Professor Nichol’s research project, A Fate Worse than Debt: The Rise and Fall of Peonage in the US-Mexico Borderlands, looks at the practice of debt slavery in the southwestern borderlands of the United States up to and beyond the era of Reconstruction. Professor Jacobowitz’s project, Far From Childhood: A Holocaust Memoir, tells the story of the fellow’s father, who survived the Holocaust as a child. This is the story of his survival and an exploration of identity of children of survivors; it is also a powerful personal story that draws out themes of persecution, discrimination, suffering, and struggle for students in the humanities.

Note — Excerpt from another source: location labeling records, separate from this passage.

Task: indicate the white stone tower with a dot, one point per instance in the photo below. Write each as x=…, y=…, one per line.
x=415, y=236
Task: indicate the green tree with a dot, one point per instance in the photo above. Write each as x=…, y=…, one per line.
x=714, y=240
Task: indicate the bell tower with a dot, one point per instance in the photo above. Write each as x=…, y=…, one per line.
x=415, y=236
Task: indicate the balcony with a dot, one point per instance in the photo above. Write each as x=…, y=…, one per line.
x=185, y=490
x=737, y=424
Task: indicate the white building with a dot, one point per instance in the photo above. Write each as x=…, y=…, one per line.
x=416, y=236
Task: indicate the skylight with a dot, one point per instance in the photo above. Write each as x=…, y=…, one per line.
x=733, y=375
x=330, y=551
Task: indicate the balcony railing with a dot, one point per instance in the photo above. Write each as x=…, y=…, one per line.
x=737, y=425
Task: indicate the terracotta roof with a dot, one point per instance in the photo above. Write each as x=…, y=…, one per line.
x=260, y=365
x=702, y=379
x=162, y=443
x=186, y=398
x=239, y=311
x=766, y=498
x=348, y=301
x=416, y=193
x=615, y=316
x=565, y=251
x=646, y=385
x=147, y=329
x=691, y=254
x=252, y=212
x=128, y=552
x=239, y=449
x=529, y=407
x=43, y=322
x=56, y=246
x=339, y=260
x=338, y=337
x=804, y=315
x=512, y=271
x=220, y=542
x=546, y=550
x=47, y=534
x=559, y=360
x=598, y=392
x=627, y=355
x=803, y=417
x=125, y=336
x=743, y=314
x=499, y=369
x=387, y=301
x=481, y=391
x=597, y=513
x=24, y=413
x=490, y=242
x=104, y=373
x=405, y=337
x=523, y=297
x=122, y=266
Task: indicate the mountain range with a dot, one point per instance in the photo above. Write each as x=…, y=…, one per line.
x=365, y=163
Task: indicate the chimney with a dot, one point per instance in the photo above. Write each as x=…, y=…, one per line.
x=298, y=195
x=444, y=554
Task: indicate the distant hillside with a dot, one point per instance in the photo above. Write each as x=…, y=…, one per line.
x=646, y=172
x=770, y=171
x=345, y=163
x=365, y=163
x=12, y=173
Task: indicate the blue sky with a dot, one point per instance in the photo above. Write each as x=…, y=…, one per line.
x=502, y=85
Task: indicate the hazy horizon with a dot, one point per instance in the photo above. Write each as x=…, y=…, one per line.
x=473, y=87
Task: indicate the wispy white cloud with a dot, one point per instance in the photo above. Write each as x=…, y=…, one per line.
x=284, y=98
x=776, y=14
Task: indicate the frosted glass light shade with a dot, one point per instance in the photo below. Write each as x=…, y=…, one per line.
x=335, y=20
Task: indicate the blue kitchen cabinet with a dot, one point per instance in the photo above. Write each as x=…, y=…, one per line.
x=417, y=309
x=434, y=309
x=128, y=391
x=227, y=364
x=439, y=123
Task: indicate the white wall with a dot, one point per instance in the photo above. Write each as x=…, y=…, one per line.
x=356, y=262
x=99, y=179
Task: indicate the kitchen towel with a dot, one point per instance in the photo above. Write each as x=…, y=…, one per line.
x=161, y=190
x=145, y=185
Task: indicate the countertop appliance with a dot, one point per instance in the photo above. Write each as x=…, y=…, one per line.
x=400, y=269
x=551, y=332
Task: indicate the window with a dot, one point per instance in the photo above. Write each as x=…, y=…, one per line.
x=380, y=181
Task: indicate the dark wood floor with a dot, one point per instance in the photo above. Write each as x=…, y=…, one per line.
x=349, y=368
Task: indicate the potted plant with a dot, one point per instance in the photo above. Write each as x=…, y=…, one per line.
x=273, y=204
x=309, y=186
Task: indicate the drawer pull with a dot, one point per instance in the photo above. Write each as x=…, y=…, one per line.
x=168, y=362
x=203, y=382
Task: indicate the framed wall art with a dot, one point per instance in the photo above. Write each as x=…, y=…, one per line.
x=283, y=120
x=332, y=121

Professor Traver’s project, New York’s Dairy Dependents: The Children’s Aid Society’s Emigration Program and Upstate Dairy Farming, 1853-1929, describes the “orphan trains” used to immigrate thousands of New York City children to family farms across the United States. Despite—and perhaps because of—familiarity with these orphan trains, little is known about the large number of CAS émigrés placed on Upstate New York farms.
“Community colleges are an increasingly important part of the higher education ecosystem,” said Shiang-Kwei Wang, Ph.D., Dean for Research. “We are grateful to the Mellon Foundation’s support of our faculty so they may pursue their research ambitions in the humanities and social sciences.”
Fellows receive a $40,000 stipend over 18 months and will participate in a convening to meet, share their work, and discuss broader issues in the humanities in the community college sector.